Entiende la situación. La rusa
está buena, muy buena. Hay que proteger
el territorio y marcar a la presa. La
rubia, con sus aires de niña buena, es una puta más, como todas. Hay que ponerlas en su sitio, y por si acaso,
como advertencia. Una hostia no le hace
daño a nadie. ¡Si lo sabrá él!
En el 4º B
vive Cristina, divorciada, con dos hijos a los que saca adelante con un trabajo
no malo del todo y mucho esfuerzo. Son
buenos chicos. No demasiado complicados,
no tan dóciles como para que la vida sea fácil. Demasiado ocupada para
enterarse bien de las algaradas. Tan
cansada como para no oír demasiado ruido, pero no lo suficiente como para poder
ignorarlo del todo. Entre sueños, jura y
maldice la suerte de la rubia insignificante.

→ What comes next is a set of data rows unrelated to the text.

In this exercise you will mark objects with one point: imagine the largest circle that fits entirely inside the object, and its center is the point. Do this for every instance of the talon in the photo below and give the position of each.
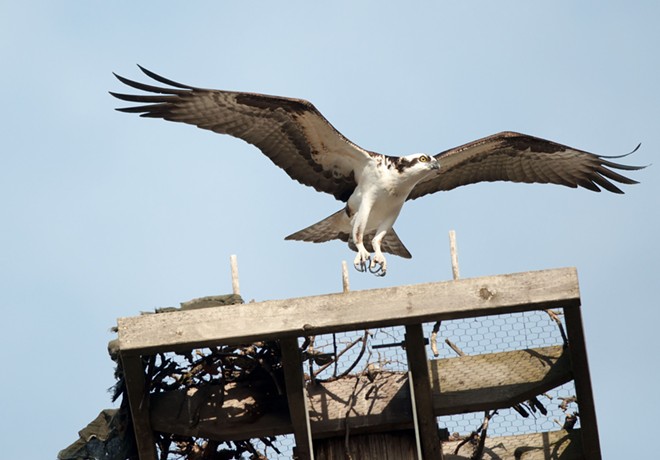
(361, 263)
(378, 265)
(377, 269)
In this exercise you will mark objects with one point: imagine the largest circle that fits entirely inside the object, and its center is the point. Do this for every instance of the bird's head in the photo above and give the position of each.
(418, 164)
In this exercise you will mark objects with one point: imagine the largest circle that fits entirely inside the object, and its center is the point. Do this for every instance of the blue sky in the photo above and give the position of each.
(105, 214)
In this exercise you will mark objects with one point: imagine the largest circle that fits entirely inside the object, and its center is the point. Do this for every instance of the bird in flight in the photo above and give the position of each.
(299, 139)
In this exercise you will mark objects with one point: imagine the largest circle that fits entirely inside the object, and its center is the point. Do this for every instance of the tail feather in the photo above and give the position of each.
(391, 244)
(337, 227)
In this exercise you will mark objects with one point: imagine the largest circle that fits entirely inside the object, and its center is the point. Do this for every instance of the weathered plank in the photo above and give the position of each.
(379, 446)
(349, 311)
(496, 380)
(585, 398)
(427, 425)
(554, 445)
(366, 406)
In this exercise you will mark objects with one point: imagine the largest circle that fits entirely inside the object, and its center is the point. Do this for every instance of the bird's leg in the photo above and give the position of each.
(362, 258)
(378, 264)
(361, 262)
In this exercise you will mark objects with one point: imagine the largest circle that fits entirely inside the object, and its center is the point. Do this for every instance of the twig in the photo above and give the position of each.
(454, 347)
(556, 319)
(363, 339)
(434, 339)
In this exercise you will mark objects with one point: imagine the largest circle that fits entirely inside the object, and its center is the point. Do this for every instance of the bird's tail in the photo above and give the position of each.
(337, 227)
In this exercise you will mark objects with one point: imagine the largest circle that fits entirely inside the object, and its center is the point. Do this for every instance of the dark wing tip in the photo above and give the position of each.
(165, 81)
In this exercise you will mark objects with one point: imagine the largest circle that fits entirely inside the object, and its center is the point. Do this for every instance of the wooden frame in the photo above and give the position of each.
(285, 320)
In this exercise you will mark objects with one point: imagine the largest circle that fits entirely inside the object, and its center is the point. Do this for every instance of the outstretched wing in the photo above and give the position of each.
(515, 157)
(291, 132)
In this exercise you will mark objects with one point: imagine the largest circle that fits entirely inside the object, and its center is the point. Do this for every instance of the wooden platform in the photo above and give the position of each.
(446, 386)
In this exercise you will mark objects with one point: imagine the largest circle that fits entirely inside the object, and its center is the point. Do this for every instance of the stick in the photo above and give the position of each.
(454, 254)
(234, 275)
(455, 275)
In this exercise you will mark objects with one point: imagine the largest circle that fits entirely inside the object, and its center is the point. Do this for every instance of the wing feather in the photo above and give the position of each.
(291, 132)
(516, 157)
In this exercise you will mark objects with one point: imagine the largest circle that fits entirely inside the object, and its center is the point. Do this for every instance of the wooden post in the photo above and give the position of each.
(297, 398)
(582, 379)
(454, 254)
(420, 386)
(138, 399)
(346, 285)
(236, 289)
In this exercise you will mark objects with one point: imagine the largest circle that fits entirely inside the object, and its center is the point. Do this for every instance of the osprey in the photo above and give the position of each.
(298, 138)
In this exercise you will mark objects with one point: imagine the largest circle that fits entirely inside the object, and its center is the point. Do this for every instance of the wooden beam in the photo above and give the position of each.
(553, 445)
(139, 404)
(421, 388)
(235, 324)
(580, 364)
(297, 398)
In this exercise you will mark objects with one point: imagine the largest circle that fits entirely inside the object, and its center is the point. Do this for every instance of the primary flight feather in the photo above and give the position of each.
(298, 138)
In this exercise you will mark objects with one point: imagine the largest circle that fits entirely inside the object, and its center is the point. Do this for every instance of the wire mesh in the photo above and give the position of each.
(331, 356)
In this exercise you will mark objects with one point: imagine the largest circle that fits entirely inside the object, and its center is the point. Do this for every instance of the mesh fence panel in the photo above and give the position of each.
(383, 348)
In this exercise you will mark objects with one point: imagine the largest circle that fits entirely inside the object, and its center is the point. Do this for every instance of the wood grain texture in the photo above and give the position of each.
(553, 445)
(355, 310)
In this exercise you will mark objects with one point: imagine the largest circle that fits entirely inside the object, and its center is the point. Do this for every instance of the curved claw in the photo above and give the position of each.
(362, 265)
(377, 269)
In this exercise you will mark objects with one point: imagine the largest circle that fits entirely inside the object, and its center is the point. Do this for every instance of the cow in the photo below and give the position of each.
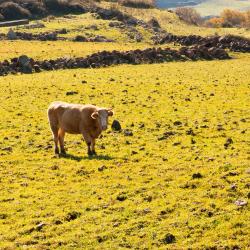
(88, 120)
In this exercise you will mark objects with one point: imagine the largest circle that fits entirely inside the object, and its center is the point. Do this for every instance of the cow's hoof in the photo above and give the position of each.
(90, 153)
(63, 152)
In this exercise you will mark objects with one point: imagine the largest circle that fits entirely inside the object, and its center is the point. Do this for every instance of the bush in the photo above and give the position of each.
(11, 10)
(65, 6)
(35, 7)
(232, 18)
(143, 4)
(247, 19)
(189, 15)
(215, 22)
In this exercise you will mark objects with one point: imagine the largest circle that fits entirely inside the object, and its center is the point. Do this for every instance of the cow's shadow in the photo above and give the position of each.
(80, 158)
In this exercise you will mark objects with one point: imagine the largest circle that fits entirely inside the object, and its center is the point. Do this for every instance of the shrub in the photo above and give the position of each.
(11, 10)
(247, 19)
(214, 22)
(232, 18)
(144, 4)
(189, 15)
(65, 6)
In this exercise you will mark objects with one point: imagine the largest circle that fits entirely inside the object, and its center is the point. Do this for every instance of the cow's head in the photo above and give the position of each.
(102, 115)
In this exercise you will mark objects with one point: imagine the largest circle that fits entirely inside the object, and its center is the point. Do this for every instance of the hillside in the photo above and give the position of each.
(175, 176)
(207, 7)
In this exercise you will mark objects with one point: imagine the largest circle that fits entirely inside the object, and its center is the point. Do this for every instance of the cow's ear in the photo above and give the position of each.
(94, 115)
(110, 112)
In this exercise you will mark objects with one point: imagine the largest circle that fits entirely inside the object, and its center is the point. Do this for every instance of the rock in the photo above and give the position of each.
(121, 197)
(240, 203)
(11, 35)
(116, 126)
(197, 176)
(228, 142)
(166, 135)
(177, 123)
(169, 238)
(37, 68)
(25, 64)
(9, 149)
(154, 23)
(40, 226)
(80, 39)
(72, 216)
(103, 167)
(128, 132)
(71, 93)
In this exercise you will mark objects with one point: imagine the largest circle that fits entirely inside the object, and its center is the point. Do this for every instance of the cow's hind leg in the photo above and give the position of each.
(61, 134)
(93, 146)
(54, 130)
(88, 140)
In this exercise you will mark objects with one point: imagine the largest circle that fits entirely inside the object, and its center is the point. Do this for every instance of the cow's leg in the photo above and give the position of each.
(61, 134)
(93, 146)
(54, 130)
(87, 139)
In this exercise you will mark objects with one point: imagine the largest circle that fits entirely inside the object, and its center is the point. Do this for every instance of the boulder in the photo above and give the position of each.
(25, 64)
(11, 35)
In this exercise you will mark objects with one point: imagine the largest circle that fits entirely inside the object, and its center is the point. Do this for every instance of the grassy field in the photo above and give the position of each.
(173, 176)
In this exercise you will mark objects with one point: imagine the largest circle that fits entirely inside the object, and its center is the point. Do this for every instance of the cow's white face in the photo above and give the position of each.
(102, 115)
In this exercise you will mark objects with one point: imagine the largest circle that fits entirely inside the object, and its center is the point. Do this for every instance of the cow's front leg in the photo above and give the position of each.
(93, 146)
(88, 140)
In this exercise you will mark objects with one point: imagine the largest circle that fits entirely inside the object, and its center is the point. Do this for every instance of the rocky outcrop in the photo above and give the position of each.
(107, 58)
(231, 42)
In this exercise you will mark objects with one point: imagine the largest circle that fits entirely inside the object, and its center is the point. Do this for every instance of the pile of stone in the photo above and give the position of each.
(101, 39)
(107, 58)
(233, 43)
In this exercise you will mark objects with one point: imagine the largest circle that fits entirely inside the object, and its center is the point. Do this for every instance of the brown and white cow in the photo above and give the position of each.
(88, 120)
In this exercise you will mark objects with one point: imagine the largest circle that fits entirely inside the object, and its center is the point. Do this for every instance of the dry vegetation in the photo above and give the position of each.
(231, 18)
(15, 9)
(179, 181)
(189, 15)
(138, 3)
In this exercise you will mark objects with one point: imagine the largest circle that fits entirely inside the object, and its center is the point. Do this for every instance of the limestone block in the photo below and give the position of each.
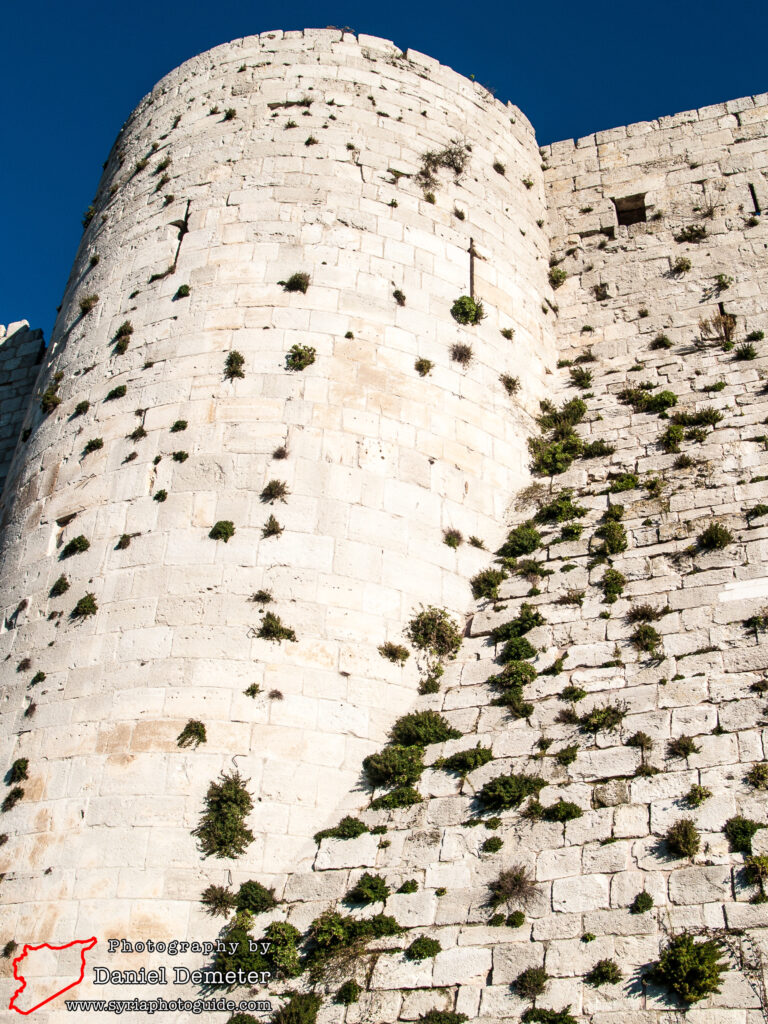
(592, 893)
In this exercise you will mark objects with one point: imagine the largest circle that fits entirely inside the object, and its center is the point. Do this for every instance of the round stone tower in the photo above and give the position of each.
(310, 189)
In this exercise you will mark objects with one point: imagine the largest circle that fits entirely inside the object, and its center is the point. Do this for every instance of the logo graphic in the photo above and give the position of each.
(84, 945)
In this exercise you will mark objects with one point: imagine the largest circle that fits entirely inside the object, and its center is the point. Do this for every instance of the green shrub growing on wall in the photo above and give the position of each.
(222, 530)
(393, 652)
(692, 970)
(348, 827)
(507, 792)
(523, 540)
(233, 365)
(254, 897)
(464, 762)
(485, 584)
(421, 728)
(530, 983)
(605, 972)
(423, 948)
(560, 509)
(612, 585)
(18, 771)
(739, 832)
(715, 538)
(349, 992)
(299, 357)
(395, 765)
(218, 901)
(369, 889)
(683, 839)
(433, 631)
(193, 734)
(466, 310)
(222, 832)
(85, 607)
(272, 629)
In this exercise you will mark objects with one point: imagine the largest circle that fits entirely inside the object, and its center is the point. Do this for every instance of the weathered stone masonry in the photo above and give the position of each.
(380, 462)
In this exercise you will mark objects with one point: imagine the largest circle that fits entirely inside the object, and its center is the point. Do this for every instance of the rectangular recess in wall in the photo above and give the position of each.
(631, 209)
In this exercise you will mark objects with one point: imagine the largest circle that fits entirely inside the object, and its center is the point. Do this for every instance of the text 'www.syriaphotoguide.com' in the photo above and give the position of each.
(161, 1006)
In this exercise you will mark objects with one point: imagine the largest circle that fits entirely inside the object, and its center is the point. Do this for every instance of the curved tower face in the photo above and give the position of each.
(395, 186)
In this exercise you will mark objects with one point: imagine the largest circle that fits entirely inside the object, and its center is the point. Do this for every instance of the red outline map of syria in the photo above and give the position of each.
(85, 944)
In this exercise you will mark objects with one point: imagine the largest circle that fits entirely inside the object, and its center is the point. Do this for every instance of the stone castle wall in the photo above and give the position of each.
(380, 462)
(20, 353)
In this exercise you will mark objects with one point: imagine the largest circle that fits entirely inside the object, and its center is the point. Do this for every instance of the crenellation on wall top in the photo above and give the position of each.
(711, 113)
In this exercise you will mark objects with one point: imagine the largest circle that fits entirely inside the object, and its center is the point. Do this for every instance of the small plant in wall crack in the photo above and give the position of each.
(296, 283)
(271, 527)
(222, 530)
(299, 357)
(272, 629)
(193, 734)
(467, 311)
(85, 607)
(233, 366)
(222, 830)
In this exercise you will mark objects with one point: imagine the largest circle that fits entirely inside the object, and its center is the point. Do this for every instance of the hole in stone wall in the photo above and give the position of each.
(631, 209)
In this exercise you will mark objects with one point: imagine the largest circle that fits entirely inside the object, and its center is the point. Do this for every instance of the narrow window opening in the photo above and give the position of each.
(631, 209)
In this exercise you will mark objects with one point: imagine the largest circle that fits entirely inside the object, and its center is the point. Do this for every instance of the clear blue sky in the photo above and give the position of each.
(73, 70)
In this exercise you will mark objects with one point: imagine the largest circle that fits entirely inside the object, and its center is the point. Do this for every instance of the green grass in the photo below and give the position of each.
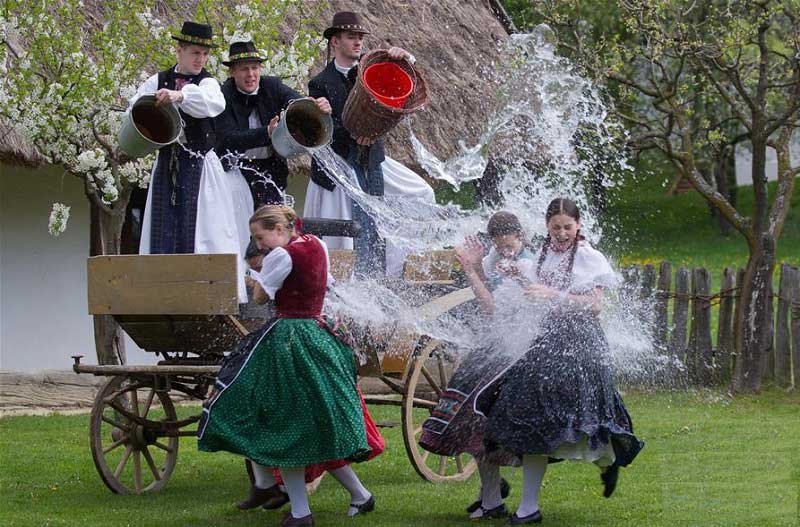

Mañana intentará pensar para hacer algo.
Pasan los
días y los meses. La rusa parece irse
diluyendo, se está fundiendo con las paredes, con el portal, con el ascensor. Se asusta incluso cuando la saludan, baja la
cabeza, susurra una respuesta, se estira las mangas, se acomoda el pañuelo en
el cuello.
El viernes
pasado el jaleo fue tan fuerte como imposible de ignorar. Pilar, Lucía, Cristina, también Antonio y
Doble Jota lo oyeron claramente.
La
casualidad junta en el ascensor a las tres primeras el sábado por la mañana. Una
se atrevió a decir: ¡Vaya ruido anoche en el 5º A!; otra contestó: pobre chica…;
la tercera añadió: tendríamos que hacer algo.
Las tres bajaron la cabeza, algo avergonzadas.
La noche del
sábado alguien de la calle Cualquiera, n. º 13 marcó el 016.